Historical population
| Census | Pop. | Note | %± |
| 2020 | 4,731 |  | — |
U.S. Decennial Census

===2020 census===
As of the 2020 census, the median age was 33.5 years. 30.6% of residents were under the age of 18 and 7.6% of residents were 65 years of age or older. For every 100 females there were 96.6 males, and for every 100 females age 18 and over there were 97.8 males age 18 and over.

90.0% of residents lived in urban areas, while 10.0% lived in rural areas.

There were 1,534 households in Lake Darby, of which 47.5% had children under the age of 18 living in them. Of all households, 65.2% were married-couple households, 11.9% were households with a male householder and no spouse or partner present, and 15.8% were households with a female householder and no spouse or partner present. About 12.7% of all households were made up of individuals and 3.8% had someone living alone who was 65 years of age or older.

There were 1,555 housing units, of which 1.4% were vacant. The homeowner vacancy rate was 0.5% and the rental vacancy rate was 0.0%.

Racial composition as of the 2020 census
| Race | Number | Percent |
|---|---|---|
| White | 3,981 | 84.1% |
| Black or African American | 121 | 2.6% |
| American Indian and Alaska Native | 10 | 0.2% |
| Asian | 81 | 1.7% |
| Native Hawaiian and Other Pacific Islander | 1 | 0.0% |
| Some other race | 158 | 3.3% |
| Two or more races | 379 | 8.0% |
| Hispanic or Latino (of any race) | 316 | 6.7% |

===2000 census===
As of the census of 2000, there were 3,727 people, 1,198 households, and 1,041 families residing in the CDP. The population density was 1,094.4 PD/sqmi. There were 1,238 housing units at an average density of 363.5 /sqmi. The racial makeup of the CDP was 94.18% White, 1.91% African American, 0.35% Native American, 0.56% Asian, 0.03% Pacific Islander, 0.86% from other races, and 2.12% from two or more races. Hispanic or Latino of any race were 1.56% of the population.

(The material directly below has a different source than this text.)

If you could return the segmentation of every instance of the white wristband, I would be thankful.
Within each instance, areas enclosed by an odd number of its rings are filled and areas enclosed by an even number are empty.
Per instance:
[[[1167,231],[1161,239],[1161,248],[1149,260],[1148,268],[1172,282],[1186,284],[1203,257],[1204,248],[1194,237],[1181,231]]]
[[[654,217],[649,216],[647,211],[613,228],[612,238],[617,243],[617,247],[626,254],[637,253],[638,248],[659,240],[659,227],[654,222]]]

There were 1,198 households, out of which 53.6% had children under the age of 18 living with them, 72.6% were married couples living together, 10.4% had a female householder with no husband present, and 13.1% were non-families. 10.1% of all households were made up of individuals, and 0.5% had someone living alone who was 65 years of age or older. The average household size was 3.10 and the average family size was 3.31.

The population was spread out, with 33.9% under the age of 18, 6.1% from 18 to 24, 40.5% from 25 to 44, 17.3% from 45 to 64, and 2.0% who were 65 years of age or older. The median age was 30 years. For every 100 females there were 97.0 males. For every 100 females age 18 and over, there were 97.8 males.

The median income for a household in the CDP was $61,843, and the median income for a family was $61,474. Males had a median income of $36,293 versus $30,385 for females. The per capita income for the CDP was $23,079. About 1.1% of families and 1.9% of the population were below the poverty line, including 2.4% of those under age 18 and none of those age 65 or over.
==Education==
The southern portion is in the South-Western City School District, and the northern portion is in the Hilliard City School District.